Though they are called “soup dumplings,” Lucky Rabbit’s version isn’t made like traditional Chinese soup dumplings (xiao long bao), where the broth is wrapped inside the dumpling paper.
“I try to stay away from authentic things,” Dean said. “I had the authentic soup dumpling, xiao long bao, on the menu for a minute but I wanted to make the flavors a little different anyway.” He added that xiao long bao are very complicated to make — and he’s been the only employee for two of the three years he’s been running the business. (In the last year, a dishwasher and second chef have joined the team.)
Before Lucky Rabbit, Dean, who is Mexican and Salvadoran, ran Vodega, a vegan deli and bodega in the same spot for several months in 2020. He transformed the space into Lucky Rabbit in early 2021, partly because he felt like there wasn’t a lot of great Asian food in the neighborhood, where he’s lived for 13 years.

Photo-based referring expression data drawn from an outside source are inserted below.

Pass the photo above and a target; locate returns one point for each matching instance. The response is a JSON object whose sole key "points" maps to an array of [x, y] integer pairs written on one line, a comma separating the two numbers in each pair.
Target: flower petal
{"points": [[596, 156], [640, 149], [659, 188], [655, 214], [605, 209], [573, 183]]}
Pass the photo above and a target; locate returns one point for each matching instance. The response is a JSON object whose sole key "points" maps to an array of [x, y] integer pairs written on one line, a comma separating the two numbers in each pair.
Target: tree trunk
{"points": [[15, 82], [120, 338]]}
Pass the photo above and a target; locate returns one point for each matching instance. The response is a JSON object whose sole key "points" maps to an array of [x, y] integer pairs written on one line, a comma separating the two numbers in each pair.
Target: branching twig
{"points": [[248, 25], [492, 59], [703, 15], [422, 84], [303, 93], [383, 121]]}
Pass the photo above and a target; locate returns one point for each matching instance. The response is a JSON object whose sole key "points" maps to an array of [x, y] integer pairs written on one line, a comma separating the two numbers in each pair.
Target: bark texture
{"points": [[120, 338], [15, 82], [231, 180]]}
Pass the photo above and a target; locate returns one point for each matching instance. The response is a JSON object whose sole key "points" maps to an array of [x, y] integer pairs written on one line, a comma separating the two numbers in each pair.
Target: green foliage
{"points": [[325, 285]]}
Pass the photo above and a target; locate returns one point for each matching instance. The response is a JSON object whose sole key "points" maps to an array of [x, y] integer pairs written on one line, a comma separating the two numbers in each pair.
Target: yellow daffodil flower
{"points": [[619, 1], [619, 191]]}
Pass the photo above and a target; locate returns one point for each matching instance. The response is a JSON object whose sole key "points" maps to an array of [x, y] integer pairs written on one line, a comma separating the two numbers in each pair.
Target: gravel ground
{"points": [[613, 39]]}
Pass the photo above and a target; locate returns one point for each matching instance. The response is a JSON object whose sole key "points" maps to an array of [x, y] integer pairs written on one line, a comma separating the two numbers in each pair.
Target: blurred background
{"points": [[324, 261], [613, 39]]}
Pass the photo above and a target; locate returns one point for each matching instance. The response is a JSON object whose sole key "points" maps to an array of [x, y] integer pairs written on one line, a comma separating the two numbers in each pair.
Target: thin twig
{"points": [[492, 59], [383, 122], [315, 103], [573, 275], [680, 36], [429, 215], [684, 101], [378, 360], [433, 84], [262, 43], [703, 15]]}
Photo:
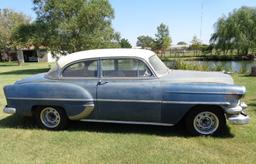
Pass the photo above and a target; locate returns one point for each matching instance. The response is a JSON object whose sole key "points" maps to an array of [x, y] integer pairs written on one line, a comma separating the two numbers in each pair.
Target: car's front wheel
{"points": [[51, 118], [205, 121]]}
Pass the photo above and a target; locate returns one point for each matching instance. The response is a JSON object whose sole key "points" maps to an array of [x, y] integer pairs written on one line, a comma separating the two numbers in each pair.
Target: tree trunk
{"points": [[253, 71]]}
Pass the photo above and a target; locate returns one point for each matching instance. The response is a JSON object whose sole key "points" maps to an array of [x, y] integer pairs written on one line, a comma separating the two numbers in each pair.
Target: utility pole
{"points": [[201, 23]]}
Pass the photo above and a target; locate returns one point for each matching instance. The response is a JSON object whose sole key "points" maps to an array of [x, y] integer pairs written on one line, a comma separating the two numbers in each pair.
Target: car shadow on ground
{"points": [[25, 71], [17, 122]]}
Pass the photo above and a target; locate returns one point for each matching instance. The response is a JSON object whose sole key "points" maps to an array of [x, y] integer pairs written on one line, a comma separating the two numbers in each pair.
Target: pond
{"points": [[231, 66]]}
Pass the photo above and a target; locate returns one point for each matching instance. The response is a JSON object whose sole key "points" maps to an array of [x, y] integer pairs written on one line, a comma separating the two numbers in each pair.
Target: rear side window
{"points": [[124, 68], [81, 69]]}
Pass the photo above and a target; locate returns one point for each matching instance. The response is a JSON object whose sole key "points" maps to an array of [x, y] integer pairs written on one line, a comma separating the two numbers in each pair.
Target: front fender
{"points": [[25, 96]]}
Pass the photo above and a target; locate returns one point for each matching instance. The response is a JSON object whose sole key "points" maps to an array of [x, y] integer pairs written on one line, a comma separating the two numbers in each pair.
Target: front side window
{"points": [[158, 65], [124, 68], [81, 69]]}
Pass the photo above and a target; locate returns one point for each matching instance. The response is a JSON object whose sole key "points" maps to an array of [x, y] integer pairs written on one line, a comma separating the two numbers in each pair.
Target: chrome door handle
{"points": [[102, 82]]}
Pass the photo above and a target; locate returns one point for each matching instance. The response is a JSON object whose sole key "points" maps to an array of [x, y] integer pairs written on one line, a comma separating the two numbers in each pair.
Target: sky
{"points": [[141, 17]]}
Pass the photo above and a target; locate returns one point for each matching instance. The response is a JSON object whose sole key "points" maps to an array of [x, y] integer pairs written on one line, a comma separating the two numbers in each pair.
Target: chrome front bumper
{"points": [[9, 110], [236, 115]]}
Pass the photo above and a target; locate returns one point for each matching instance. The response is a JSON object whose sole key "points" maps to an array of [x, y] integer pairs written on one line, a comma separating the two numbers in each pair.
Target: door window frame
{"points": [[153, 76], [80, 77]]}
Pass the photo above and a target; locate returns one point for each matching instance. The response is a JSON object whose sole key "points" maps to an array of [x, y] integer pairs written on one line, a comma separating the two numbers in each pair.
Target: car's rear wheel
{"points": [[205, 121], [51, 118]]}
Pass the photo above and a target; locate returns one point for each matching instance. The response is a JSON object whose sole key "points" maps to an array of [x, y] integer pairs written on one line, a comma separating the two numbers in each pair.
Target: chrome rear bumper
{"points": [[236, 115], [239, 119], [9, 110]]}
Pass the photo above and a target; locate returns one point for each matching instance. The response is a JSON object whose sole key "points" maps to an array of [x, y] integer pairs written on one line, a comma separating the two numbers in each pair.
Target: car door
{"points": [[128, 91], [85, 74]]}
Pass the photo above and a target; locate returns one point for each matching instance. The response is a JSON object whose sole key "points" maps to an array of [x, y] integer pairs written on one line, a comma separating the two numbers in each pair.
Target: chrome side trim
{"points": [[195, 102], [48, 99], [123, 100], [88, 109], [137, 101], [127, 122], [9, 110], [185, 92]]}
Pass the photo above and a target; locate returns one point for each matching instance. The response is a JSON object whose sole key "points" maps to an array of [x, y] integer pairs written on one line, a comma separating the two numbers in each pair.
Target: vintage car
{"points": [[127, 86]]}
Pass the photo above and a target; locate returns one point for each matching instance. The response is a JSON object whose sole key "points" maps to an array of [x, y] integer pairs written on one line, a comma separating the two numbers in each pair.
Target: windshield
{"points": [[158, 65]]}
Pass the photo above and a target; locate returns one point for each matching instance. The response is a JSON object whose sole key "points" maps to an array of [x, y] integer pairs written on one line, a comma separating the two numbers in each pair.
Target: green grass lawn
{"points": [[22, 142]]}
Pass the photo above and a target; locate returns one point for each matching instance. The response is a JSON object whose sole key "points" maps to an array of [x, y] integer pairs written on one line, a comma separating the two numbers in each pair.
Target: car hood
{"points": [[182, 76]]}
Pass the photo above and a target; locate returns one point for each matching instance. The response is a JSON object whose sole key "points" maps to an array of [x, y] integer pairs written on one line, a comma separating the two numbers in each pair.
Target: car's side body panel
{"points": [[129, 100], [178, 99]]}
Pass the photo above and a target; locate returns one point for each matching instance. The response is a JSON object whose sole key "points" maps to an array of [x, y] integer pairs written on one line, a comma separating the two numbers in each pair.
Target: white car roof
{"points": [[97, 53]]}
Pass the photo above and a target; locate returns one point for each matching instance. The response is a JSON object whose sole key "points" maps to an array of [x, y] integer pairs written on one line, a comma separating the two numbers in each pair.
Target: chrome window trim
{"points": [[154, 75], [77, 61]]}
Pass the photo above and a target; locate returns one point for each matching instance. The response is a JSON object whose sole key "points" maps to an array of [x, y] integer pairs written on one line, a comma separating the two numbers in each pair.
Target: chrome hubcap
{"points": [[206, 123], [50, 117]]}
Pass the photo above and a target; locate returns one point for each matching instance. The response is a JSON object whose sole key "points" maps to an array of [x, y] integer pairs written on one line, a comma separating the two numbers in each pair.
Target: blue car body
{"points": [[164, 99]]}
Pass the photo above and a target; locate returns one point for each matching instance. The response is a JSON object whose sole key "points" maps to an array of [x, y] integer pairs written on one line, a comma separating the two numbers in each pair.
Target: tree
{"points": [[9, 21], [163, 40], [75, 25], [236, 31], [145, 42], [196, 44], [124, 43], [181, 43]]}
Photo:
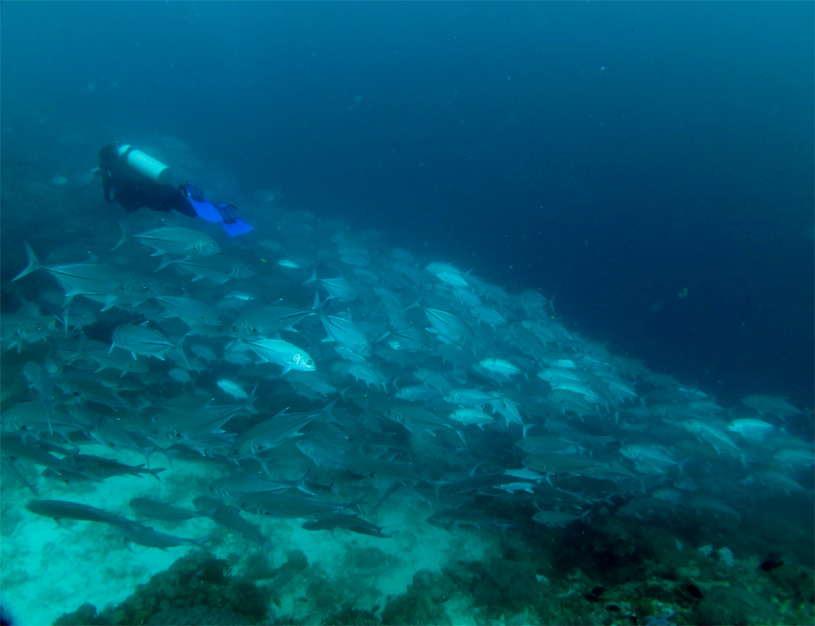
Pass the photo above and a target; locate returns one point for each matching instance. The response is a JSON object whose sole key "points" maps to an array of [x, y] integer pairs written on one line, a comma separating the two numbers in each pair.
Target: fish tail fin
{"points": [[122, 239], [313, 276], [33, 263]]}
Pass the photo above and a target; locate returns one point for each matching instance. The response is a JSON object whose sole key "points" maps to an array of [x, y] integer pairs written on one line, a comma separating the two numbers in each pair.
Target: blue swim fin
{"points": [[233, 225]]}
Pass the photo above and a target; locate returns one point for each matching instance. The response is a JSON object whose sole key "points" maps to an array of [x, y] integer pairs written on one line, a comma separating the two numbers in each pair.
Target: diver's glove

The dining scene in the formerly industrial, now upscale neighborhood has been shifting in recent years: Food hall Time Out Market opened in May 2019, while a new Israeli restaurant, Nina, opened in Dumbo in November.
At Lucky Rabbit, the matzah ball soup dumplings have been popular, Dean said — just that morning, a couple had placed an order for 300 dumplings that they could keep in their freezer.
On the evening of the New York Jewish Week’s visit earlier this week, Jewish comedian Liz Glazer happened to be in the restaurant to try the dumplings herself. “First, I’m just appreciating the dill and the fried onions,” she said. “I imagine this is going to be like a big texture party.”
“It tastes like matzah ball soup and I love that it has the crispy onion — my mom’s [soup] didn’t have that,” she said after trying a bite. “This is great. It’s a real fusion.”